A lot of things are mechanized these days.  I will never bash machines because after all machines and tech are as complicated as quantum computers and as simple as a weighted stick.

But I do think there is something to be said about process especially regarding the handicrafts.

The spring shearing season nudged me to finally try my hand at processing a fleece.  And wow.  When I get a nudge there is something in my character that unearths everything I can without physically doing the process before the actual process begins.  For weeks I poured over breeds, combs versus cards, different washing methods, more breeds, fantasizing about future knitting projects with future fleece(s).  In the end.  As it usually goes all the learning went out the window once I saw the bags of fleece lined up and whiffed that heady smell.

For me there is something fiercely nostalgic about sheep smell.  Yes I grew up on a farm but beyond that.  I am convinced that my people who lived so close with their sheep for hundreds of years even so much as to bring them in their houses at some points–that sheep and wool is in my dna somehow.

I walked away with a romney lamb and pining for a romney ewe in silver grey.

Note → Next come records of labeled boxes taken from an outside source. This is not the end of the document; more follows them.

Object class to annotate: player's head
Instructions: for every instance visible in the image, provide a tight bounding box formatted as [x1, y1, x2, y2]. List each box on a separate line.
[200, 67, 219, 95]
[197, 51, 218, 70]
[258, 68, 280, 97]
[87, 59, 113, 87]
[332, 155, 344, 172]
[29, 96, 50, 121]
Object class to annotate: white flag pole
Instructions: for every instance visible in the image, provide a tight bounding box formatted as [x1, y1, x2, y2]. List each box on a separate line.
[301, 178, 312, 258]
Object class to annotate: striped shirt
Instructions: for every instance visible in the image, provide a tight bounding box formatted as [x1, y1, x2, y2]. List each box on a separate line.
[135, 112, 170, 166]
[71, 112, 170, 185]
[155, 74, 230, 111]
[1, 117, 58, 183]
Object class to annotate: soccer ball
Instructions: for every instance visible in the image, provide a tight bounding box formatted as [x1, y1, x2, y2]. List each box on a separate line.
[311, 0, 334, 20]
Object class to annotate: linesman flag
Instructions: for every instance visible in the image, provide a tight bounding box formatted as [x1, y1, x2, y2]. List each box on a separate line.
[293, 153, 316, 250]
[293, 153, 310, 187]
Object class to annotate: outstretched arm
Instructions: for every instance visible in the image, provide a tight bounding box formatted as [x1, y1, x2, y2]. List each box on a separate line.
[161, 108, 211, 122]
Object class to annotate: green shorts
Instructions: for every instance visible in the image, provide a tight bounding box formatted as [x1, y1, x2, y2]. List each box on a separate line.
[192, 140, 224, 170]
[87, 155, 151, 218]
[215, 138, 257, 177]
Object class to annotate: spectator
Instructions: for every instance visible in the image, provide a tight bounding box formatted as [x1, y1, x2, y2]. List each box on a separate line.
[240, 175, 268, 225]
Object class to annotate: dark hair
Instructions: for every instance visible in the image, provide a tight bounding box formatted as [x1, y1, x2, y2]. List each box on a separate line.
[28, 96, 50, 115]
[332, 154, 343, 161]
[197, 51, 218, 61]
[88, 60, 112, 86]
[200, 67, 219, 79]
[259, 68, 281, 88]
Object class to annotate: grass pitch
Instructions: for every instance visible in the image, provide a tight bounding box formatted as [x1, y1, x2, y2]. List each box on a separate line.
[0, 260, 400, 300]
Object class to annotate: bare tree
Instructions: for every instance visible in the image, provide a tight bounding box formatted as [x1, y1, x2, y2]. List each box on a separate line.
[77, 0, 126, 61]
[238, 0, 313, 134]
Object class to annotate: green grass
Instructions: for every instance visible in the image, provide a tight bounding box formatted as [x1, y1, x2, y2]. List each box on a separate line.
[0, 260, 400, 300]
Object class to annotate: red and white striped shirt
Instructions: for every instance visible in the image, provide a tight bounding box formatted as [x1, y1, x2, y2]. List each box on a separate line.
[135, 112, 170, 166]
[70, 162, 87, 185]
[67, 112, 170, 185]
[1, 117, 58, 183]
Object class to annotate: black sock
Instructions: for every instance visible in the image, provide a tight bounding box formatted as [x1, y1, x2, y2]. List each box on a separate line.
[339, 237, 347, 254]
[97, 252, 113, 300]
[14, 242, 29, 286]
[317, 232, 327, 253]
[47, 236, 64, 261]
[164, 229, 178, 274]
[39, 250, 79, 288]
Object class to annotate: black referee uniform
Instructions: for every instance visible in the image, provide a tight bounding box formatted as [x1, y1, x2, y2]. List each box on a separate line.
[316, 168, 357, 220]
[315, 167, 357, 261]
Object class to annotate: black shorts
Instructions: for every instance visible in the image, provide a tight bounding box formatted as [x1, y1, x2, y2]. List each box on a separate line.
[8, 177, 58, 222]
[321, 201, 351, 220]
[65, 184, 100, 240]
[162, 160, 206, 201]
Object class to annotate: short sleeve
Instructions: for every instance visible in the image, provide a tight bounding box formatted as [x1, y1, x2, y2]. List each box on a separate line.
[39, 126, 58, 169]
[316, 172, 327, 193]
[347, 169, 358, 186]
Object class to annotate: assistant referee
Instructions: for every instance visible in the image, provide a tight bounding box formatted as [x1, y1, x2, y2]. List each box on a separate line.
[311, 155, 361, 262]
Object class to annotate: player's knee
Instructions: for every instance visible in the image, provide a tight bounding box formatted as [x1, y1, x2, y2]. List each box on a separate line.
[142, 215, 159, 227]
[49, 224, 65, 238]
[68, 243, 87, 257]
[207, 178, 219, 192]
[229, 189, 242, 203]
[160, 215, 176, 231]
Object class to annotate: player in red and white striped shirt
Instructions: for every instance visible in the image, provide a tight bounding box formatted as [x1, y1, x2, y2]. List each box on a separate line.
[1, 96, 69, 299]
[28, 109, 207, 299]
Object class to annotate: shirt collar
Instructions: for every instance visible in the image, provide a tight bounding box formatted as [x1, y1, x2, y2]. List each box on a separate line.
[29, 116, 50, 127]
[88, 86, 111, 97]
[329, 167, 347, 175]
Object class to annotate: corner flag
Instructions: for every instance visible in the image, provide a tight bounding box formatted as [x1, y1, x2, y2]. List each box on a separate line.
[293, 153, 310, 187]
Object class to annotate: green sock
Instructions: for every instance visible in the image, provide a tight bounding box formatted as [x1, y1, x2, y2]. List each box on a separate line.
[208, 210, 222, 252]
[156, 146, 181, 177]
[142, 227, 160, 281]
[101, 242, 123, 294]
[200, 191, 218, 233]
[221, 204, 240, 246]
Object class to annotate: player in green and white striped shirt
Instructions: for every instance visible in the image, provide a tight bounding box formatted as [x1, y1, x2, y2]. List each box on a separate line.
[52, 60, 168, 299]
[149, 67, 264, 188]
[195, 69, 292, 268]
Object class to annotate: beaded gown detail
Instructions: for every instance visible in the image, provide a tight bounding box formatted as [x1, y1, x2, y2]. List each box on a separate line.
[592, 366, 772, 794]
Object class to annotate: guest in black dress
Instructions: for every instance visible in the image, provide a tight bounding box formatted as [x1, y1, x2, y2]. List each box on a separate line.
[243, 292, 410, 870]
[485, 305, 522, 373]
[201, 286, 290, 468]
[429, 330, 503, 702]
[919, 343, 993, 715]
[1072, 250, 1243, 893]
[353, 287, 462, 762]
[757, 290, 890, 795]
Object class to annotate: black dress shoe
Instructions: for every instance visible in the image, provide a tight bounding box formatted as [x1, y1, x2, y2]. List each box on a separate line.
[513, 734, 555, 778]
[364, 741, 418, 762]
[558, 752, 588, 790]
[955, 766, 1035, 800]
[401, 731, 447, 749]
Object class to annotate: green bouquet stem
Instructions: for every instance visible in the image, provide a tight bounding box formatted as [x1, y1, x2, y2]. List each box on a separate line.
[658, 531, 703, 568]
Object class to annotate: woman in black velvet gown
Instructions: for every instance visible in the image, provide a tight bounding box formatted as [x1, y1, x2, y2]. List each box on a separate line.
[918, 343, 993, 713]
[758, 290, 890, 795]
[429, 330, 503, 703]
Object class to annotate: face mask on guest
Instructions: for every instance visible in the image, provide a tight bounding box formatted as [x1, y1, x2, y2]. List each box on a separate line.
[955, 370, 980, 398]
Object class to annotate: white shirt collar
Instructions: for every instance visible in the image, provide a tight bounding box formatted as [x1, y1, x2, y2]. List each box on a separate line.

It took about three days of should I do it now?  do I have everything?  right now?  to alright we’re doing this.  I’m not sure how to describe the washing process aside from feeling a little like an expectant parent waiting to see if I did it properly–checking for felting–wondering where all the vm was going to go.  I scented the fleece with a spicy vetiver–vetiver reminds me of temples and I have it in my mind to dye the yarn a deep red and make a ritual garment from it.

The combs ordered the night of the fleece’s arrival showed up a week later–perfect timing for the first third of the fleece that had dried.  A few passes of the combs and

I’ve happy to have found the rhythm and satisfaction of freshly hand combed and pulled roving twisting up merrily on my spindle.

It’s really quite something to reflect how every single garment prior to the industrial revolution held this much human and earth energy in order to come into existence.

What was ordinary a few hundred years ago has become extraordinary in a world of consume and dispose.